Walnut trees are strongly associated with old home places that I look for in the Great Smoky Mountains National Park. While they’re native, settlers encouraged them and planted walnuts around their homes. Even today, as much as 85 years since anyone has lived there, you’ll find walnuts growing – both trees which stood when folks lived there as well as younger ones.
The juglone tends to suppress other trees from growing. Because of the suppression of other trees, you can often spot a former home place just from the relative openness of the surrounding area.
While it definitely inhibits other trees as well as at least some garden plants (such as tomatoes) , it apparently has no impact on some other vegetation such as yellowbells (forsythia), daffodils, beauty berries, and iris – all non-natives which have also held on over the years
Tipper–I too am fascinated by black walnuts, and I’ll add a few more uses and comments to your nice coverage.
*Indians used the hulls to make a potion that disable fish and let them collect the fish to eat.
*Stain from the hulls has long been used to dye not only cloth, as you mention, but also leather.
*The wood is a favorite for gun stocks and in the making of fine furniture because of its density. Slow growing, the tree repays patience by being incredibly durable. In fact, Grandpa Joe, who had some along the path leading the hen house and hog pen at the last place where he lived, called them a “three generation tree.” By that he meant that whoever planted them was doing so for three generations on down the line.

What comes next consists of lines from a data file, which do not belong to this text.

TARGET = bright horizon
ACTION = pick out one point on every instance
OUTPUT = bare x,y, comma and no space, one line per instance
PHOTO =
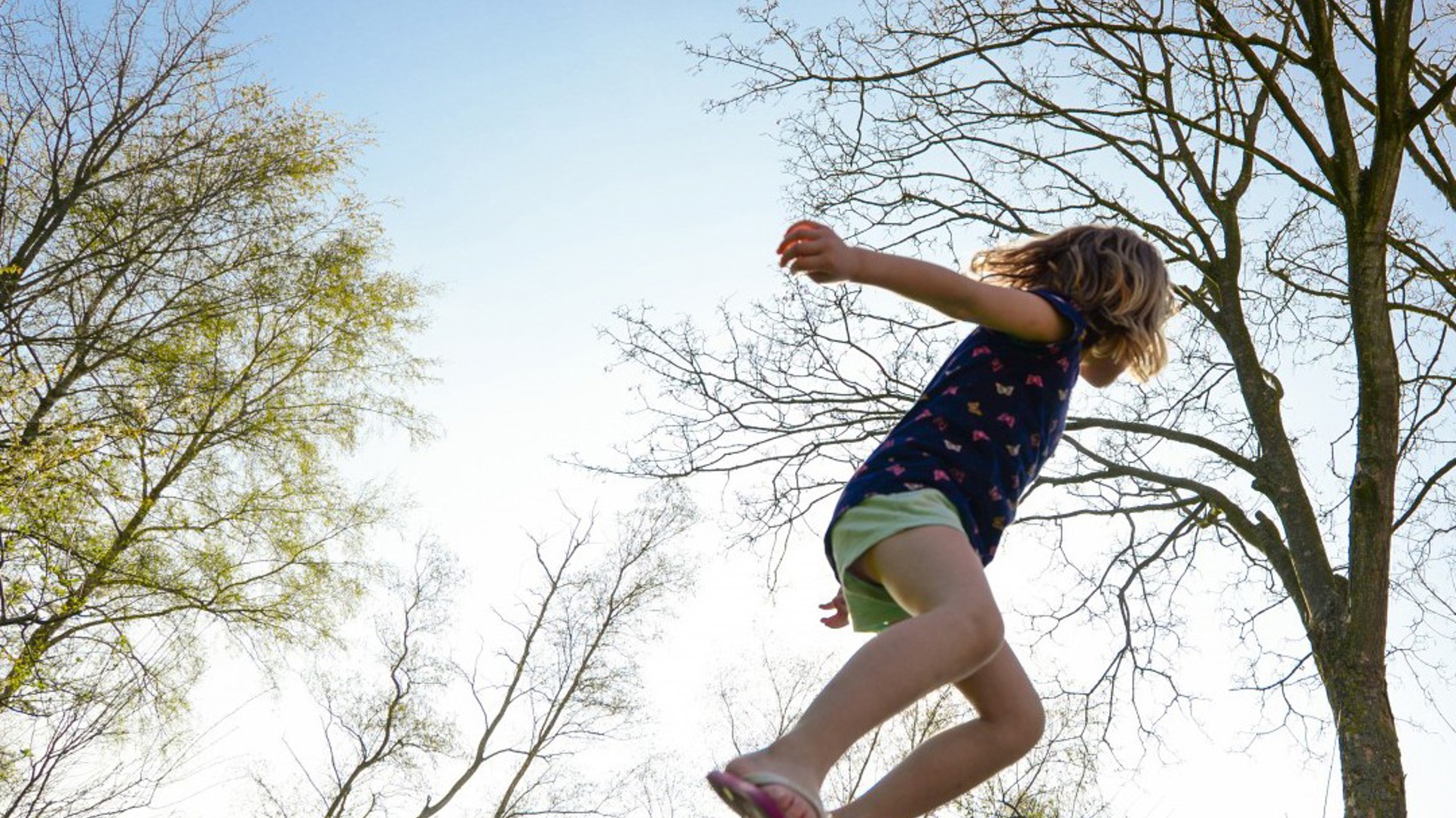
549,162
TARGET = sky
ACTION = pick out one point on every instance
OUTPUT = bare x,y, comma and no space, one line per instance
543,163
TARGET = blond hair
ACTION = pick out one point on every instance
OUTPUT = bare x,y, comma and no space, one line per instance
1114,276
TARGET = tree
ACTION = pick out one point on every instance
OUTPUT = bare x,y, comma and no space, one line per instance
1293,160
559,683
195,323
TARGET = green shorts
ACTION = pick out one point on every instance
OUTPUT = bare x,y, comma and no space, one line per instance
865,526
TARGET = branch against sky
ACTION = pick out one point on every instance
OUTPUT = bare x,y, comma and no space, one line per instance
1305,426
558,682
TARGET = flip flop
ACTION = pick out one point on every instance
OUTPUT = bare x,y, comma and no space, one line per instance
746,796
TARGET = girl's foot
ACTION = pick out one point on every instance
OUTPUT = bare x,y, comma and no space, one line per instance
790,788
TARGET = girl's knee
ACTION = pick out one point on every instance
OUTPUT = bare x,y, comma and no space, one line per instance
976,632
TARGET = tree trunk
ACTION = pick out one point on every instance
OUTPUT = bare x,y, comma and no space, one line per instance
1369,750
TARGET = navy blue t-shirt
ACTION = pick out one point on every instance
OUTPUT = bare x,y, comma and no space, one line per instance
982,431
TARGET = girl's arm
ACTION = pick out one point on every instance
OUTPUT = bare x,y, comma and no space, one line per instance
820,254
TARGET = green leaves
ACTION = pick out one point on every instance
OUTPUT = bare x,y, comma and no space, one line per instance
197,319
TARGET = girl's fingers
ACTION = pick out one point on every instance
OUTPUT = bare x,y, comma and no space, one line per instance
798,252
800,232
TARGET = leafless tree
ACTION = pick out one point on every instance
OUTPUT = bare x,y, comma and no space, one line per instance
561,685
1292,159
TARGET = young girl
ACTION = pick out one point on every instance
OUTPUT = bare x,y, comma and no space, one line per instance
920,518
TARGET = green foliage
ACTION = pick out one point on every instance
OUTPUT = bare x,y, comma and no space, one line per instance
197,321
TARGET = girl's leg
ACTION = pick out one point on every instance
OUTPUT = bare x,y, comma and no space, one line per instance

*Br’er Don has discovered that the presence of black walnuts is a prime indicator for an old home place. That’s because the trees were often grown close to houses. They not only kept weeds and other plants at bay as you mention (this was when folks swept their yards); they also kept insect numbers down.
*For reasons I don’t fully understand, they are an “edge” tree. You’ll fine them along fence rows, pasture edges, stream banks, and other locations where there’s some opening far more frequently than in the middle of the woods.
The tree has been good to me on a personal level. I’ve written published pieces about it, mostly dealing with personal “connections,” on at least three occasions.
One time in England, while visiting the famed gunworks of W & C Scott, the plant director showed me a huge stump from a close cousin of the black walnut, a Circassian walnut, and asked me to guess its value. I knew it was rare and special wood so I hazarded a guess of 50,000 pound (about $100,000 U. S. at the time). He laughed and said multiply that by five and you’ll be about right. The wood was that valuable and was destined for British “best” shotguns.
Jim Casada
I also love black walnut trees. There are many of them where I live, too. In the county next to us, there is an annual Black Walnut Festival. I love the nuts and the wood from the tree is very pretty.